部屋とマクラと私

むふー。とあふれ出す笑顔のまま、彼女は薄茶色の海へと飛び込んだ。

しかしそれは本当の海ではなく、汚れたベッドの上に渦を巻くシーツたち。

何回かその反発を楽しんだのち、ひときわ大きな枕へとその小さな顔をうずめた。

「……もうよしましょうよ姫様。はたから見るとただの変な……って痛っ!」

側に打ち捨ててあったゴミを、その反論の源へと投げつける。

「ズァン……じゃないズパ。お主は黙って見張りをしておれと言ったではないか!」

すべらかな、足元まで届く金色の髪を振り乱しながら、彼女ーネネル姫ーはお供のズパへと怒りをの矛先を向けた。

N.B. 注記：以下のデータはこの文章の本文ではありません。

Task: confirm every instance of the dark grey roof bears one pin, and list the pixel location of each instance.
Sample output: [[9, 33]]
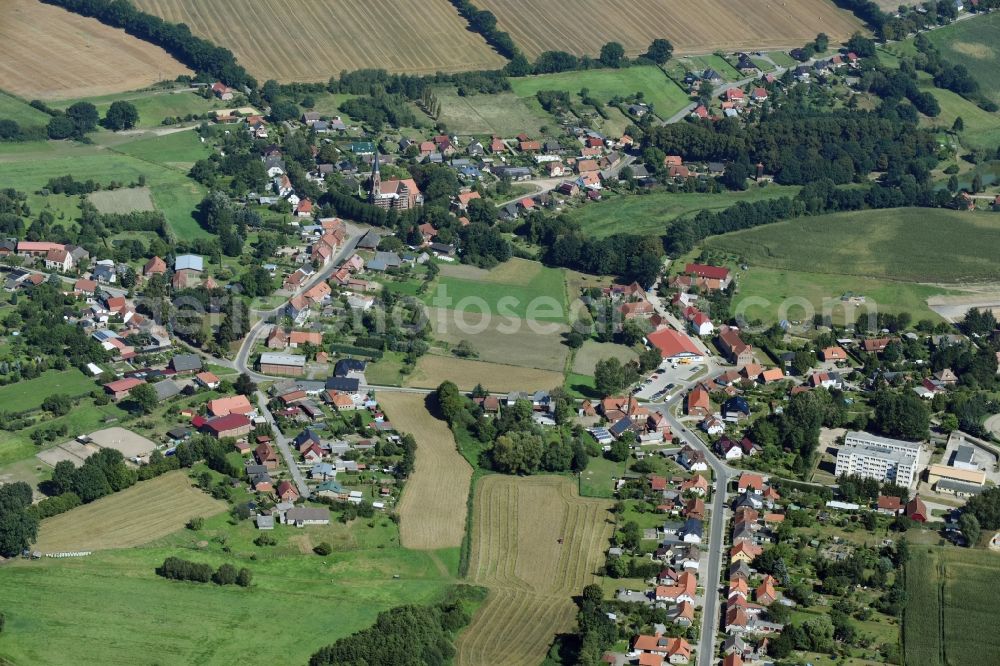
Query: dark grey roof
[[348, 384], [346, 365], [186, 362], [166, 389]]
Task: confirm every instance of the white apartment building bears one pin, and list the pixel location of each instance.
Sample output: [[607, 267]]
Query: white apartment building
[[877, 463], [858, 438]]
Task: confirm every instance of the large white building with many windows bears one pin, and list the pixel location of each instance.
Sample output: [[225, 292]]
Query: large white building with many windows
[[881, 458]]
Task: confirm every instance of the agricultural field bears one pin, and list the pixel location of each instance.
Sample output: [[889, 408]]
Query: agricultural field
[[649, 213], [124, 200], [431, 370], [948, 616], [27, 167], [504, 114], [49, 53], [982, 128], [664, 95], [973, 43], [517, 554], [85, 417], [308, 602], [897, 244], [503, 340], [517, 288], [591, 352], [155, 105], [583, 26], [773, 294], [433, 507], [178, 150], [145, 512], [11, 108], [29, 393], [312, 41]]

「つーかちょっとボクには無理ですよこんな場所。何百年も洗ってないような寝具しかないし、おまけに床はゴミだらけだしで」

「それに関しては我慢しろと何度も言ったではないか。風呂が誰よりも嫌いなアイツのことじゃ。寝床がこういう状態なのは予想していたであろう? それにお主もラッシュと契約をしたではないか」

「いや、まあ……そうですけどね、とはいえラッシュとは寝食を共にするとまでは言ってません……って姫様ァ!」


ネネルはまた、ラッシュの使っていたであろう汚れまみれの枕に顔をうずめていた。

「これが……あいつの匂いなのか」

「いやいやいややめてください姫様、それ匂いじゃなくて臭いですよ! そんなに深呼吸したらいくらマシャンヴァルの人であったって即死しちゃいますから!」

だがネネルはそんな必死の忠告にも耳を貸さず、時にはシーツを、そして枕へと、まるで花畑でたわむれるかのようにその悪臭を放つベッドへと、また小さな身体を預けた。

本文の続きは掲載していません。